Global inflation has edged up slightly, driven by food prices and tariffs, but is projected to ease as energy prices decline and demand slows. Central banks in major economies remain cautious about rate cuts.
Domestically, Kenya’s inflation stood at 4.6% in September 2025, up marginally from 4.5% in August, and remains within the target range of 2.5%–7.5%. Core inflation dropped to 2.9%, largely due to falling prices of processed foods such as maize flour.
“Overall inflation is expected to remain below the midpoint of the target range in the near term, supported by stable energy prices and continued exchange rate stability,” the MPC noted.
Economic Performance and Projections
Kenya’s economy grew by 5.0% in Q2 2025, up from 4.6% in Q2 2024, driven by rebounds in industry, stable agriculture, and strong service sector performance.
The CBK maintained its 2025 growth forecast at 5.2% and revised its 2026 projection slightly upward to 5.5%, citing continued resilience in services and agriculture, alongside a recovery in industry.

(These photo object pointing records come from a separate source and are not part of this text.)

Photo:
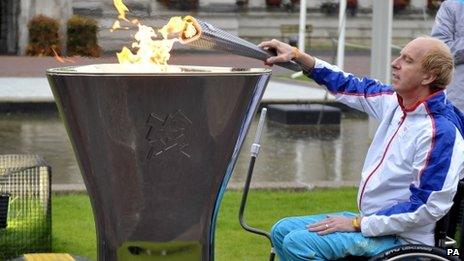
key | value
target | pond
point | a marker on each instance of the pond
(289, 154)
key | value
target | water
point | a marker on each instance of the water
(305, 155)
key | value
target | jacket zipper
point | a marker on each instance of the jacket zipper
(381, 160)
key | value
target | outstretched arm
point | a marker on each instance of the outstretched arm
(363, 94)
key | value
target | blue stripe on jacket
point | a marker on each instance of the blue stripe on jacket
(338, 82)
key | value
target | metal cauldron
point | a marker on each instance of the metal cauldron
(156, 151)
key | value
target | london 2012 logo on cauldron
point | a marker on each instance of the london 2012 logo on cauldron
(167, 134)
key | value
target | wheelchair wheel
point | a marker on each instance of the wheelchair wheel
(415, 252)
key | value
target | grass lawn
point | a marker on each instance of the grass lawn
(74, 230)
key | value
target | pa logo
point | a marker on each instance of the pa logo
(452, 252)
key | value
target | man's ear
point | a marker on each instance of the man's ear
(428, 78)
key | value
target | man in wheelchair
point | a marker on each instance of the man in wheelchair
(413, 165)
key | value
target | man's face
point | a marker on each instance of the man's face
(407, 73)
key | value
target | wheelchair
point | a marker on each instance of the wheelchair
(446, 248)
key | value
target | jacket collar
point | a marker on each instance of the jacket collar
(434, 103)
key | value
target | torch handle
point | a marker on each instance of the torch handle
(259, 131)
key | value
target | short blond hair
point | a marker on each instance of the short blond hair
(439, 62)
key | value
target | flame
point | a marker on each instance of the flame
(122, 9)
(149, 49)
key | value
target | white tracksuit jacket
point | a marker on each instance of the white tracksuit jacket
(414, 163)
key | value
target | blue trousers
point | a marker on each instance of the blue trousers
(293, 241)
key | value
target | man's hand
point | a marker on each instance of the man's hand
(332, 224)
(284, 51)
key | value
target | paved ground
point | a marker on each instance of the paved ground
(24, 66)
(22, 78)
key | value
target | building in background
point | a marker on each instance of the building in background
(254, 20)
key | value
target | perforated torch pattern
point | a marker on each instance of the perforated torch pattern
(217, 39)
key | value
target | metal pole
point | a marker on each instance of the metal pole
(382, 17)
(341, 34)
(302, 28)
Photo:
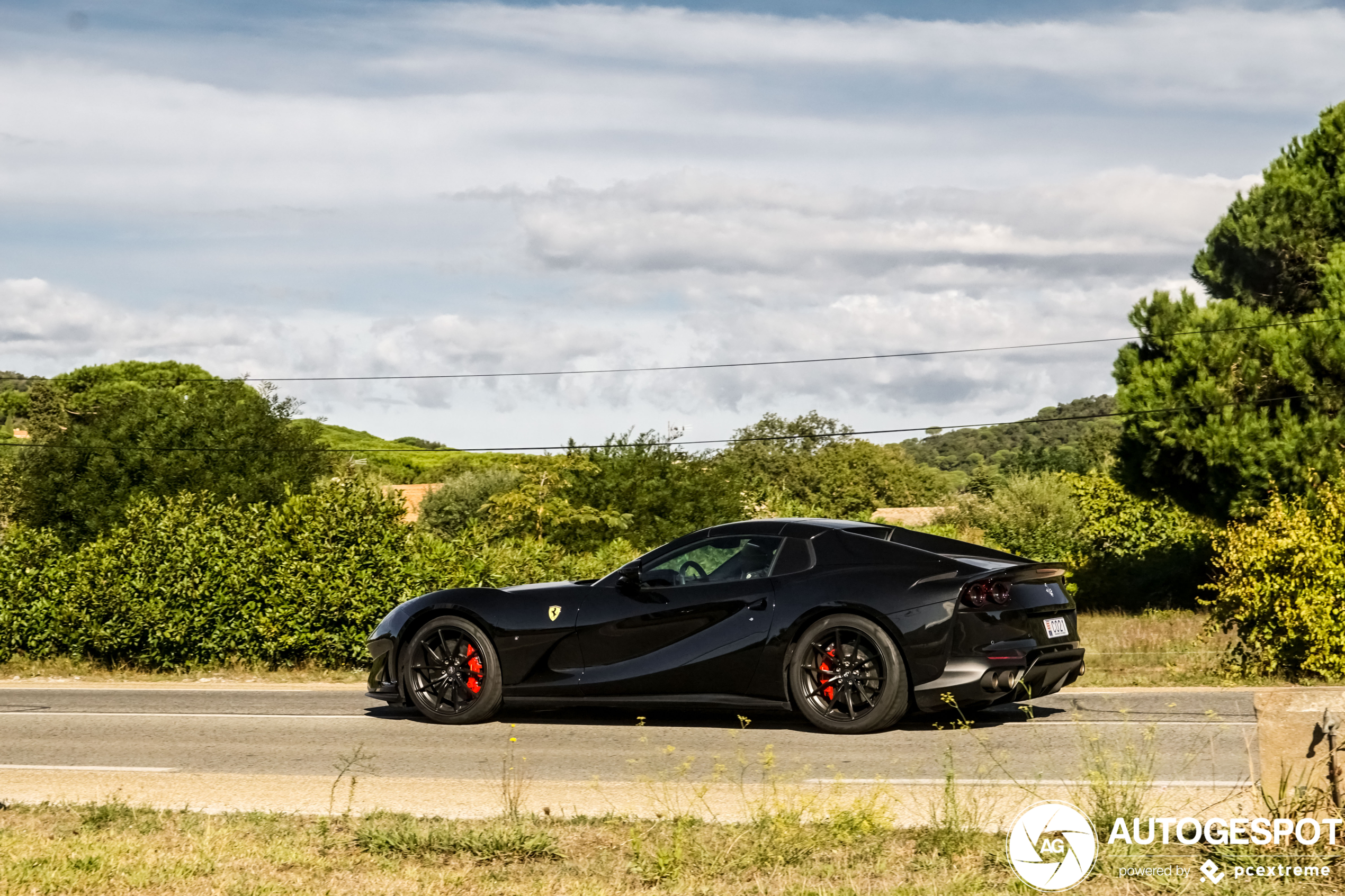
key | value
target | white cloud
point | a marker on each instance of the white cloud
(466, 187)
(724, 225)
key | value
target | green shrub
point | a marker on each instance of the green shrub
(1134, 553)
(1033, 516)
(450, 508)
(190, 581)
(485, 844)
(1279, 581)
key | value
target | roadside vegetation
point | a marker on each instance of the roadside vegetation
(158, 519)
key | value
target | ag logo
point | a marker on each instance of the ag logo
(1052, 847)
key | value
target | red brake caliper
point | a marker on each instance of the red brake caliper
(828, 691)
(474, 664)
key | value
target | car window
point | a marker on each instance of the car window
(727, 559)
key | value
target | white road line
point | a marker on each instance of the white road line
(1024, 782)
(282, 715)
(1137, 722)
(138, 690)
(93, 767)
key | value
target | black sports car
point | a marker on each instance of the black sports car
(848, 622)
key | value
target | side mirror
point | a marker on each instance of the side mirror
(629, 582)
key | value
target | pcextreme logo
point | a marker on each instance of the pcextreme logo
(1052, 845)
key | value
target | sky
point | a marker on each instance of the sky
(390, 188)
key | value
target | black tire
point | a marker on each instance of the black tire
(848, 676)
(452, 672)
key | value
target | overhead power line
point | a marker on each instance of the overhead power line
(708, 367)
(670, 442)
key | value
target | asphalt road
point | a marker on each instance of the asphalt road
(1197, 737)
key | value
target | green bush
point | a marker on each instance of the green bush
(173, 429)
(1278, 581)
(450, 508)
(1033, 516)
(1134, 553)
(190, 581)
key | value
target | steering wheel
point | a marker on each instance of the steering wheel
(692, 565)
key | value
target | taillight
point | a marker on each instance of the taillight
(978, 594)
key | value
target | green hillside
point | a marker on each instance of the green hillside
(394, 461)
(1048, 441)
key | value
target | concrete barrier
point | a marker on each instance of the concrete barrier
(1294, 731)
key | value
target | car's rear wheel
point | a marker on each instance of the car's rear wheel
(452, 672)
(848, 676)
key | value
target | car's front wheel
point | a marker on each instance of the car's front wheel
(848, 676)
(452, 672)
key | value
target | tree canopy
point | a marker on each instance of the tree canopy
(1224, 414)
(110, 435)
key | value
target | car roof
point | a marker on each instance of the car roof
(811, 527)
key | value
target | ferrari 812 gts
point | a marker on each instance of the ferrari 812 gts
(849, 624)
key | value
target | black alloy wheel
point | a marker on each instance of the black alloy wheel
(452, 672)
(848, 676)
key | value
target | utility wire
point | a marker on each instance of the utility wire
(752, 438)
(706, 367)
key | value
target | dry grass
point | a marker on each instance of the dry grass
(68, 669)
(119, 849)
(1160, 648)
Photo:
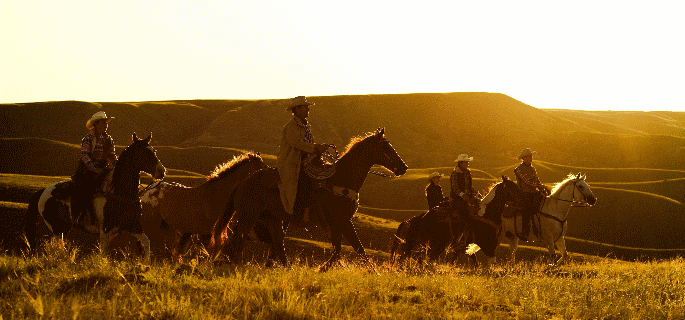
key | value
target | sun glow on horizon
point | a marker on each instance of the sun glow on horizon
(587, 56)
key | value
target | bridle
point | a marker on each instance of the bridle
(575, 203)
(333, 159)
(383, 174)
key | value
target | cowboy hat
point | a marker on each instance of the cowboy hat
(464, 157)
(298, 101)
(526, 152)
(90, 124)
(435, 174)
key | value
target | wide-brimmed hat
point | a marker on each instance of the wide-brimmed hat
(435, 174)
(90, 124)
(464, 157)
(298, 101)
(526, 152)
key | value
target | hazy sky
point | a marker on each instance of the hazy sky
(592, 55)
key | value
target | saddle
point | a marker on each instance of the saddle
(320, 167)
(270, 178)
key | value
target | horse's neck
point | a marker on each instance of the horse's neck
(559, 205)
(489, 197)
(125, 181)
(351, 170)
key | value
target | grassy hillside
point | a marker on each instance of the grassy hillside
(634, 160)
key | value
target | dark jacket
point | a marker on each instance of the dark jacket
(434, 195)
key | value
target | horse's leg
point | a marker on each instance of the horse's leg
(30, 221)
(336, 240)
(351, 235)
(275, 227)
(561, 245)
(145, 242)
(180, 246)
(513, 246)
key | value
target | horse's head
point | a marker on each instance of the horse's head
(584, 195)
(501, 192)
(244, 165)
(385, 155)
(143, 157)
(511, 189)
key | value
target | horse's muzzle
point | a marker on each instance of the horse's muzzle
(401, 170)
(591, 200)
(160, 171)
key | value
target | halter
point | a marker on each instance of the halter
(383, 174)
(327, 156)
(573, 201)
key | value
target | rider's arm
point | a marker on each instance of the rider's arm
(294, 139)
(110, 153)
(531, 180)
(86, 147)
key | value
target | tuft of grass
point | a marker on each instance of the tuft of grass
(58, 286)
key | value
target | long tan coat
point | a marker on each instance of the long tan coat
(289, 161)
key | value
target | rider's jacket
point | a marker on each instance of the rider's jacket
(296, 141)
(97, 151)
(527, 178)
(461, 182)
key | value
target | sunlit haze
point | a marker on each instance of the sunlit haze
(590, 55)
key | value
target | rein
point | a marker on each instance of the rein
(333, 159)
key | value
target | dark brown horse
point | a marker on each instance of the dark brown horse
(173, 212)
(432, 229)
(483, 230)
(117, 210)
(337, 202)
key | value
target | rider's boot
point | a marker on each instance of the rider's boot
(525, 227)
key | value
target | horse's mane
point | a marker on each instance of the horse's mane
(357, 140)
(557, 188)
(226, 168)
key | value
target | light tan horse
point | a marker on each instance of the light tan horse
(173, 212)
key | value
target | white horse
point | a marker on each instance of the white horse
(551, 219)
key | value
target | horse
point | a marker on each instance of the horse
(430, 229)
(171, 208)
(550, 221)
(116, 209)
(433, 228)
(337, 202)
(482, 231)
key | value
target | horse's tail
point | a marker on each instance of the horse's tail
(397, 240)
(30, 221)
(472, 249)
(220, 229)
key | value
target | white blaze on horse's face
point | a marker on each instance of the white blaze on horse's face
(586, 194)
(152, 196)
(487, 199)
(160, 170)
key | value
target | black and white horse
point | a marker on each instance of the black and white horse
(117, 208)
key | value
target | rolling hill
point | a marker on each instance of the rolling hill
(635, 161)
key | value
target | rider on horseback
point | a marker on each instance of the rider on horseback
(462, 193)
(297, 142)
(532, 190)
(97, 159)
(434, 191)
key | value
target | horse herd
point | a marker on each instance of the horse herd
(241, 197)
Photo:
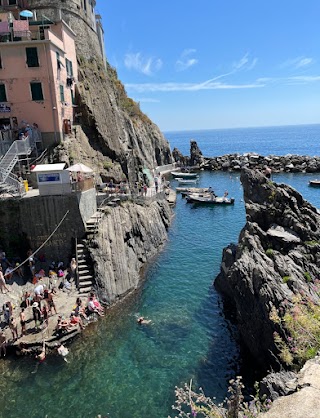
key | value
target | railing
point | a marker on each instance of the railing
(83, 185)
(13, 181)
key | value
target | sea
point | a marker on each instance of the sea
(120, 369)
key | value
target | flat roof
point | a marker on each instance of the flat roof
(48, 167)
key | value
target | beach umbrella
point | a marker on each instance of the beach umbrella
(26, 13)
(80, 167)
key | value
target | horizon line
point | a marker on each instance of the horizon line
(239, 127)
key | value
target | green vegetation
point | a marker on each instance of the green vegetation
(312, 243)
(107, 165)
(269, 252)
(285, 279)
(307, 276)
(131, 107)
(299, 339)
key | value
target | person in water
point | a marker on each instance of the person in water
(142, 321)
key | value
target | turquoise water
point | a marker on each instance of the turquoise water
(122, 370)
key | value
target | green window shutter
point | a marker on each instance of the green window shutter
(32, 57)
(61, 93)
(69, 68)
(36, 91)
(3, 95)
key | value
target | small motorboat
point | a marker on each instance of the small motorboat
(184, 175)
(209, 199)
(314, 183)
(186, 181)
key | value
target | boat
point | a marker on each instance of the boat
(186, 181)
(187, 190)
(209, 199)
(184, 175)
(314, 183)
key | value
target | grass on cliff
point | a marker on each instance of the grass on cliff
(131, 107)
(299, 336)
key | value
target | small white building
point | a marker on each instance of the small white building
(52, 179)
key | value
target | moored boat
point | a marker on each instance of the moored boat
(314, 183)
(186, 181)
(209, 199)
(184, 175)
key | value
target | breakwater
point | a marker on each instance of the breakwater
(287, 163)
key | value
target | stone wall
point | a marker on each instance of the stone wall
(28, 222)
(129, 236)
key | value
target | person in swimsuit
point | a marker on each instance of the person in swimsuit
(22, 316)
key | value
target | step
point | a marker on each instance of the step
(86, 277)
(85, 284)
(85, 290)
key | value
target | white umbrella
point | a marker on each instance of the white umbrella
(80, 167)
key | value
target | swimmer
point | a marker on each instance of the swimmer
(62, 351)
(142, 321)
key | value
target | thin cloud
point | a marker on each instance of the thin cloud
(171, 87)
(185, 61)
(144, 65)
(245, 63)
(298, 62)
(147, 100)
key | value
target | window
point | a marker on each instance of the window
(61, 93)
(3, 95)
(36, 91)
(69, 68)
(32, 57)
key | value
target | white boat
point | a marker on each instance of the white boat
(185, 175)
(186, 181)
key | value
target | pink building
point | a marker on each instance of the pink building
(38, 67)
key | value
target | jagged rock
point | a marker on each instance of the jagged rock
(304, 402)
(196, 157)
(281, 223)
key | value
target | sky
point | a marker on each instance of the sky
(211, 64)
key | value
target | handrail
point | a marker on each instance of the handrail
(13, 180)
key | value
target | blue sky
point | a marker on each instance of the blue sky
(210, 64)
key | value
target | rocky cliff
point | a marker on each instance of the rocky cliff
(271, 275)
(120, 139)
(129, 236)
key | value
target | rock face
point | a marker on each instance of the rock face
(120, 139)
(129, 236)
(276, 259)
(303, 400)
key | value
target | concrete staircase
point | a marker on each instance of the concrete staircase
(85, 269)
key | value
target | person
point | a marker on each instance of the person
(75, 320)
(50, 302)
(62, 351)
(14, 328)
(267, 172)
(22, 316)
(39, 289)
(8, 273)
(36, 312)
(3, 343)
(92, 308)
(142, 321)
(73, 267)
(3, 282)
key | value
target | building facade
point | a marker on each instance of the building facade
(38, 69)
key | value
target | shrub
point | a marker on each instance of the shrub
(269, 252)
(285, 279)
(307, 276)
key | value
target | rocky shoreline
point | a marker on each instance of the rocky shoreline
(236, 162)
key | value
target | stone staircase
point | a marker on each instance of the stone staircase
(85, 269)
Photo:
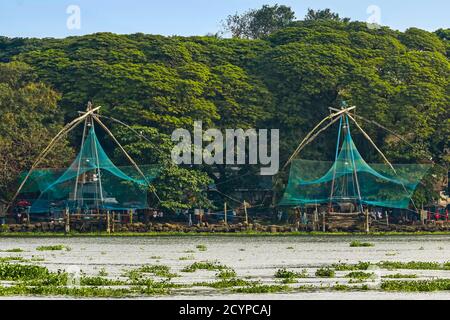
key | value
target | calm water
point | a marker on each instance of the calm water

The September Agriculture Sector Survey indicated that the harvest season, stable fuel prices, and exchange rate stability will help anchor inflation, though seasonal vegetable price increases may exert moderate pressure.
External Sector and Banking Stability
Kenya’s exports rose by 3.6%, led by horticulture, coffee, manufactured goods, and apparel, while imports increased by 9.2%. The current account deficit is now projected at 1.7% of GDP, up from a previous estimate of 1.5%.
The banking sector remains stable, with strong liquidity and capital adequacy. Gross non-performing loans (NPLs) declined to 17.1% in September from 17.6% in June, with improvements noted in construction, real estate, tourism, and trade.
“Growth in commercial banks’ lending to the private sector stood at 5.0 percent in September 2025, up from 3.3 percent in August and -2.9 percent in January,” the CBK reported.
Despite elevated debt levels, Kenya continues to manage refinancing risks through bond buybacks and other measures aimed at stabilising its financial position.